Saturday, July 17, 2010

Bones, Basques & Barcelona: Day 5

Actress Kirsten D'Aurelio's MENORCA blog from Spain continues...

"The rain in Spain falls mainly on the northern coast, according to Ollie (in a shared line with George), and sure enough I am seeing overcast skies and lush terrain. Once again, I'm in chocolate heaven with what is basically hot drinking chocolate, almost a pudding. Fantastic. This country really knows how to do chocolate! Still trying to get my ear around the Euskera. I can´t quite detect a rhythmic or melodic pattern yet, so it sounds like a rapid jumble of consonants at the moment.

We boarded a bus for Gernika (Guernica in Spanish) today, the symbolic center of Basqueland, and saw 3 important sites that certainly would be a part of Ollie`s heritage. First, the Peace Museum, a theme museum which documents the horrific 1937 bombing by the Nazis and Italians that razed this peaceful Basque village. Visitors are asked to contemplate concepts and tools for conflict resolution, and there are profiles of the world's peacemakers, who get so little coverage compared to the warmakers. My favorite quote: "violence is the last refuge of the incompetent" (Isaac Asimov). See this inspiring place at

Next stop: the Assembly House and the Tree of Gernika. Since the Middle Ages, the 7 Basque territories have each sent representatives here to uphold the ancient fueros (laws), many of which were quite progressive for their time and would have directly conflicted with the US Patriot Act. The oak tree is a universal symbol of unity for the Basque people and there is controversy over how it survived the 1937 bombing. But survive it did--very much like the Basques themselves.

So, all this evidence of Basques as a collaborative, peaceable people is a contradiction with the modern image of the violent terrorist Basque nationalist. No wonder Ollie has trouble sorting this out for herself.

Finally, the Basque Cultural museum, where we learned about Basque history, geography, language, sports, legends, Proverbs, and my favorite part: music. Videos of traditional dances were accompanied by flute and drum songs, so I heard the sound that according to the script should begin and end the play.
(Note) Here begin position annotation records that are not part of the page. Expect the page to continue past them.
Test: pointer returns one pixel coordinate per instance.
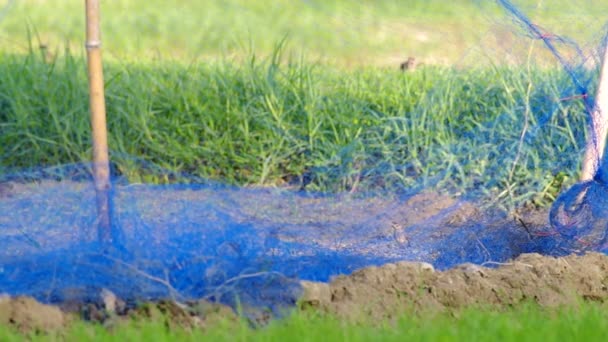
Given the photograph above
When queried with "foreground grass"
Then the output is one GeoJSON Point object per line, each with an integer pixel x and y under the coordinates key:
{"type": "Point", "coordinates": [382, 32]}
{"type": "Point", "coordinates": [276, 122]}
{"type": "Point", "coordinates": [527, 323]}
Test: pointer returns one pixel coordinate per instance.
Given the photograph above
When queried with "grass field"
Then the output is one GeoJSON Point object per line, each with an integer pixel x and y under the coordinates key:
{"type": "Point", "coordinates": [253, 93]}
{"type": "Point", "coordinates": [527, 323]}
{"type": "Point", "coordinates": [270, 122]}
{"type": "Point", "coordinates": [344, 33]}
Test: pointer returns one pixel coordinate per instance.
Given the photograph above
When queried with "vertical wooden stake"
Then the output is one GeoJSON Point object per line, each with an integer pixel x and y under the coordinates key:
{"type": "Point", "coordinates": [596, 142]}
{"type": "Point", "coordinates": [101, 164]}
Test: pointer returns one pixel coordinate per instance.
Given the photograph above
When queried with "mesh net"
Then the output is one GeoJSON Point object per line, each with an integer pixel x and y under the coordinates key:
{"type": "Point", "coordinates": [393, 192]}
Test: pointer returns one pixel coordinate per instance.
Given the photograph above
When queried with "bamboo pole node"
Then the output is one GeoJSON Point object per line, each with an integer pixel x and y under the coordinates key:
{"type": "Point", "coordinates": [94, 44]}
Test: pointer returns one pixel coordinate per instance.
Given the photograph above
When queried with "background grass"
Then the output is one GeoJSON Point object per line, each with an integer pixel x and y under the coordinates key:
{"type": "Point", "coordinates": [344, 33]}
{"type": "Point", "coordinates": [274, 122]}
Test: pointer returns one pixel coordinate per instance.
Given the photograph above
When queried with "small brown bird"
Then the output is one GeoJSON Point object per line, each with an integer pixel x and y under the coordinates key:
{"type": "Point", "coordinates": [409, 64]}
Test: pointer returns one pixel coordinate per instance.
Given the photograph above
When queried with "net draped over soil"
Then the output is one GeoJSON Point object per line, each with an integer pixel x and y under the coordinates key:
{"type": "Point", "coordinates": [233, 244]}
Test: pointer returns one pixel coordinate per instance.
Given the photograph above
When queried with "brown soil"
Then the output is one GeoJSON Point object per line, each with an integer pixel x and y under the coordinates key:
{"type": "Point", "coordinates": [373, 293]}
{"type": "Point", "coordinates": [387, 291]}
{"type": "Point", "coordinates": [26, 315]}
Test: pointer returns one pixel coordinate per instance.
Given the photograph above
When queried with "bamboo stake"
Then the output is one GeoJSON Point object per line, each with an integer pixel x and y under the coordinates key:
{"type": "Point", "coordinates": [596, 142]}
{"type": "Point", "coordinates": [101, 164]}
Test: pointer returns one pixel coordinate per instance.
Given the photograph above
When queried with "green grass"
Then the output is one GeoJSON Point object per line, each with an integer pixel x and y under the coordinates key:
{"type": "Point", "coordinates": [383, 32]}
{"type": "Point", "coordinates": [527, 323]}
{"type": "Point", "coordinates": [268, 122]}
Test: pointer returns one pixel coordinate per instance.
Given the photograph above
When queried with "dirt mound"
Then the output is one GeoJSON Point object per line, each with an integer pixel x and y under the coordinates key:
{"type": "Point", "coordinates": [386, 291]}
{"type": "Point", "coordinates": [26, 315]}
I learned that Ravel was Basque, and now "Bolero" makes so much cultural sense to me (dominant flute and drum.)

Ended our Guernica visit with another pintxos crawl, featuring slightly different(more Basque?) cuisine. OMG--I think I ate octopus. Or squid. Or anemone. All 3 are popular. I chewed through a little suction cup thingy......but mild tasting. These pubs and stores all play American pop music, so we're eating these exotic things but hearing Beach Boys and Whitney Houston. Back to Bilbao on a very efficient bus, and then we fell asleep watching a televised pelota match. Tomorrow: our dinner with the Basques!"